Co-founder, chief technology officer, Talus Bio
Chordomas are very slow-growing tumors that have been so far impossible to eradicate via current methods.
“These patients have surgery or they have radiation and there’s a 100% chance that that’s going to recur,” Pino said. “We’re excited to have a molecule that specifically targets the transcription factor that causes chordoma and we think this is going to be a crucial treatment option.”
In addition to chordoma, Talus is also looking into rare pediatric cancers like rhabdomyosarcoma (soft tissue tumors) and neuroblastoma (early nerve cell cancer), as well as areas outside cancer like fibrosis and cardiovascular diseases that are driven by transcription factors.
Talus picked up $4.3 million in grants awarded by the CARE Fund and the NIH in August to tackle these two diseases in particular.
Industry expertise: Talus has built itself not only on in-house candidates but by working with organizations and other biopharma companies. In some ways, the company has become a sort of scientific consultant for industry players investigating transcription factors.

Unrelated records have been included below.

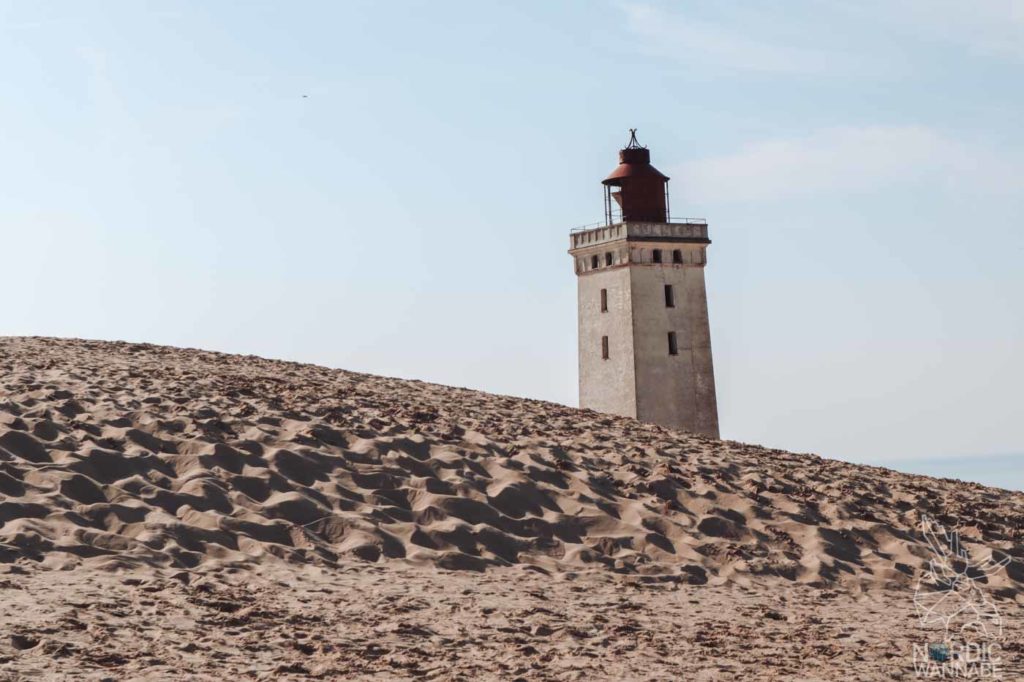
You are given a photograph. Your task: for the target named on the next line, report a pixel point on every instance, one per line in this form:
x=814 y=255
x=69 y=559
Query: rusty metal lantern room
x=635 y=190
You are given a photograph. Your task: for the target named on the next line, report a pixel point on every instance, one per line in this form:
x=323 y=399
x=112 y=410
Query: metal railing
x=671 y=219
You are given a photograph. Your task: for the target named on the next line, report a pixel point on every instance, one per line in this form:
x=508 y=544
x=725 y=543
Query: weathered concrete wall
x=640 y=378
x=606 y=385
x=673 y=390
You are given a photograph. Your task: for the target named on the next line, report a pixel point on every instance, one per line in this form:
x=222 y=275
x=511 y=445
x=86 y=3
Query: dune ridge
x=118 y=456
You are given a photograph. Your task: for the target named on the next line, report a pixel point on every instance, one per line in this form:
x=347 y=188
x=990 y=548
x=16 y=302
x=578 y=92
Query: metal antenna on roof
x=634 y=144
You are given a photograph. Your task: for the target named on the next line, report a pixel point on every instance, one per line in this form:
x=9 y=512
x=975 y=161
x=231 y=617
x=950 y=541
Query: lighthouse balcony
x=688 y=229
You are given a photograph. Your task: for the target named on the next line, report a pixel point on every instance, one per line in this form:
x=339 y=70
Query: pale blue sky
x=860 y=163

For example, an unnamed mid-stage pharma company working on a molecule targeting a transcription factor “had never been able to measure this transcription factor in cells directly,” Pino said.
“We were able to show them with our method and our platform how this transcription factor is functionally being influenced by their lead compound,” Pino said. “We were also able to tell them all the off-target effects, which can be really valuable for medicinal chemistry to try to tune that molecule to be more selective for the protein of interest.”

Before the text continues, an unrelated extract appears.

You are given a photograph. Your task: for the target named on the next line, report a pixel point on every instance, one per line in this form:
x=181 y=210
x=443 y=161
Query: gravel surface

Talus has taken that expertise into “academic labs that are working on the transcription phase and medicinal chemistry all the way through some of these midsize, biotech and biopharma companies that have programs that we have been able to come in and help move to the next phase of science,” Pino said.
Multidisciplinary process: Talus’ goal is to move beyond the traditional approach of drug discovery not by adding a tool to the toolbox, but rather starting from another direction, Pino said.
“Instead of trying to force a transcription factor into this workflow, why don’t we just come up with a new workflow?” Pino said. “We really need better tools for measuring transcription factors, and building up these methods helps the entire field, the entire industry, move toward drugging them.”
To do that, the company has brought together a multidisciplinary team of scientists from across the realm of biology and technology.
“A lot of times, this involves building tools as we go because transcription factors don’t fit into the stereotypical workflow,” Pino said. “We’ve got leaders in state-of-the-art proteomics, biochemistry, computational biology, machine learning — and we throw them all in a room together to collaborate and come up with the tools that are required.”